Par décision sur opposition du 24 février 2011, la D.________ a confirmé sa position. Se référant aux déclarations de l'assuré du 21 septembre 2010, elle a retenu que, lors de l'événement du 17 janvier 2010, il ne s'était rien produit de particulier qui eût excédé la norme des gestes et efforts de la vie courante ou qui en eût perturbé le déroulement normal. Il n'y avait ainsi pas de facteur extérieur extraordinaire ou inhabituel dans ce contexte, et donc pas d'accident. Aucune prestation n'avait été allouée par la D.________ jusqu'au jour où l'assuré avait donné sa version des faits en septembre 2010, de sorte qu'elle était légitimée à revenir sur sa décision matérielle du 7 juin 2010 en considérant que l'événement ne constituait pas un accident ni une lésion assimilée. B.Par acte du 25 mars 2011, la Caisse F.________ a recouru au Tribunal cantonal et conclu à l'annulation de la décision sur opposition du 24 février 2011 et à la prise en charge par la D.________ des frais de traitement du genou dès le 19 janvier 2010 et de l'incapacité de travail en résultant, la D.________ étant déboutée de toute autre conclusion. Sur la base notamment de la déclaration d'accident du 7 avril 2010 et de documents médicaux, elle a retenu que la condition de la cause extérieure extraordinaire était remplie, de sorte que l'événement du 17 janvier 2010 constituait un accident. Les troubles du genou, qui en résultaient, devaient donc être pris en charge par l'assurance-accidents. Dans une motivation subsidiaire, la Caisse F.________ a fait valoir que la D.________ ne pouvait refuser la prise en charge qu'à partir du 29

  • 5 - novembre 2010, et non à titre rétroactif dès le 17 janvier 2010, car les conditions d'une révision ou d'une reconsidération de la décision matérielle du 7 juin 2010 n'étaient pas remplies, notamment en raison d'une instruction tardive. Les documents suivants ont été produits par la Caisse F.________:

  • Un rapport d'entretien du 14 septembre 2010 avec un inspecteur de sinistres de la Caisse F.________, lors duquel l'assuré a déclaré ce qui suit: "Le 17 janvier 2010, j’avais fait une marche dans le Jura avec M. [...]. Nous sommes partis de la cabane du Mollendruz vers 20h, avec comme but de redescendre sur Apples. Nous nous sommes égarés sur des pistes balisées à raquette et sommes arrivés au village de La Praz. Le sol était enneigé, mais nous marchions uniquement sur des chemins balisés et damés. Aux abords du village, j’ai peut-être fait un mauvais pas sur ce que j’ai imaginé être un muret d’environ 30 cm. C’est en essayant de reconstituer les événements pour répondre aux questions des médecins-assistants et des urgentistes que j’ai repensé à cette marche et à ce muret comme éventualité. Je n’ai en tout cas pas chuté ni même sauté. Sur le moment je n’ai pas eu mal, et M. [...] n’a du reste pas remarqué quoi que ce soit. Nous avons poursuivi notre marche jusqu’à Apples, soit durant environ 3 heures, sans aucun souci. Je suis en bonne santé, et suis un sportif, un habitué de la randonnée, nous étions équipés de façon adéquate (chaussures de marche et bâtons, lampes frontales). Le 18 janvier 2010, aucun problème de genou, j’ai travaillé normalement, toute la journée".

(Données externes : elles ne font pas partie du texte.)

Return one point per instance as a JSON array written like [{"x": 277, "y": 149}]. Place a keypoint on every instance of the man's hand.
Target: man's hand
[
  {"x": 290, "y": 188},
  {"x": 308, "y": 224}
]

  • Une demande de renseignement du 2 février 2011, par laquelle U., ostéopathe, a indiqué notamment ce qui suit: "M. L. m'a consultée à la suite d'une première opération du genou pour laquelle il avait été immobilisé pendant plusieurs semaines. Il semble qu'il ait été déstabilisé au passage d'un petit muret en cours de promenade, mais qu'il ait pu continuer de marcher pendant deux jours sans problème".

  • 6 -

  • Une expertise du 17 février 2011 du Dr V., spécialiste FMH en médecine interne générale, requise par la Caisse F.. Ce médecin a indiqué que, le 17 janvier 2010, lors d'une marche sportive, l'assuré avait fait un faux pas ("Fehltritt") sur un muret d'environ 30 cm sans faire de chute; il n'avait pas ressenti de douleurs et la marche avait pu être poursuivie. Le 19 janvier 2010, l'assuré avait ressenti une douleur au genou droit, ne pouvait plus marcher et avait été amené au CHUV. L'hémarthrose du genou droit était due de manière hautement vraisemblable ("mit überwiegender Wahrscheinlichkeit") au problème de genou survenu lors de la marche du 17 janvier 2010.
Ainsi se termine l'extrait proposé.